Thursday, May 21, 2009

find -exec vs xargs

If you want to execute a command on lots of files found by the find command, there are a few different ways this can be achieved (some more efficient than others):

-exec command {} \;
This is the traditional way. The end of the command must be punctuated by an escaped semicolon. The command argument {} is replaced by the current path name found by find. Here is a simple command which echoes file paths.

sharfah@starship:~> find . -type f -exec echo {} \;
.
./1.txt
./2.txt
This is very inefficient, because whenever find finds a file, it forks a process for your command, waits for this child process to complete and then searches for the next file. In this example, you will get the following child processes: echo .; echo ./1.txt; echo ./2.txt. So if there are 1000 files, there are 1000 child processes and find waits.

-exec command {} +
If you use a plus (+) instead of the escaped semicolon, the arguments will be grouped together before being passed to the command. The arguments must be at the end of the command.

sharfah@starship:~> find . -type f -exec echo {} +
. ./1.txt ./2.txt
In this case, only one child process is created: echo . ./1.txt ./2.txt, which is much more efficient, because it avoids a fork/exec for each single argument.

xargs
This is similar to the approach above, in that files found are bundled up (usually in batches of about 20-50 names) and sent to the command as few times as possible. find doesn't wait for your command to finish.

sharfah@starship:~> find . -type f | xargs echo
. ./1.txt ./2.txt
This approach is efficient and works well as long as you do not have funny characters (e.g. spaces) in your filenames as they won't be escaped.

Performance Testing
So which one of the above approaches is fastest?

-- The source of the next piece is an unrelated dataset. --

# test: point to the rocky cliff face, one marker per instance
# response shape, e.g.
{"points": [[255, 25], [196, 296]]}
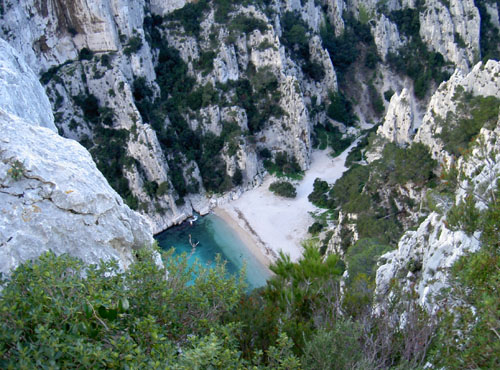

I ran a test across a directory with 10,000 files out of which 5,600 matched my find pattern. I ran the test 10 times, changing the order of the finds each time, but the results were always the same. xargs and + were very close, with \; always finishing last. Here is one result:

time find . -name "*20090430*" -exec touch {} +
real    0m31.98s
user    0m0.06s
sys     0m0.49s

time find . -name "*20090430*" | xargs touch
real    1m8.81s
user    0m0.13s
sys     0m1.07s

time find . -name "*20090430*" -exec touch {} \;
real    1m42.53s
user    0m0.17s
sys     0m2.42s
I'm going to be using the -exec command {} + method, because it is faster and can handle my funny filenames.

1 comment:

  1. Aaron Peschel10:44 PM

    You can use 'find ... -print0 | xargs -0 ...' to resolve the issue with filenames with spaces.